I read the NYT story late last night, and just couldn't wrap my brain around how the evidence was supposed to all fit together. Parks dept. wants one thing, cops think the opposite, parks people lobby cops before meeting with Bloomberg so that they will win. Bloomberg testified that he didn't make the decisions, but he got a memo on it. The Lennon people are told no because Parks had just said no the previous month. Parks dept writes in 2003 that they don't want any rallied on their lawns.

There's lots of stuff there that makes the Parks Dept. look like assholes (which is what you would expect!), but not much that sticks to Mayor Mike.
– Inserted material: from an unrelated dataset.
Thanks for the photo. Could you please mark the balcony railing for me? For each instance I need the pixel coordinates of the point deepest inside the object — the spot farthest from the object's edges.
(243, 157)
5/bklynd I agree that most of this appears to land on the Parks Dept. And while the skeptic in me retorts "well of course Bloomberg isn't going to put his name in the paper trail" that doesn't qualify as evidence.

Still, the Parks Department answers to the Office of The Mayor, and if the Parks Department is denying access based on political speech under the Mayor's watch that's at least a serious case of neglect and mismanagement, and is plausibly something more sinister.

I agree that there is possibly something there - but the more I think about it I really don't think this is very good evidence (or a well-written NYT article.)

Ultimately, only one of the bits definitely indicates they were thinking politically - the Lennon email (which is also last chronologically.) The rest could conceivably be a "not on our pretty lawn" agenda. I'm sure that's what the lawyers will argue, anyway.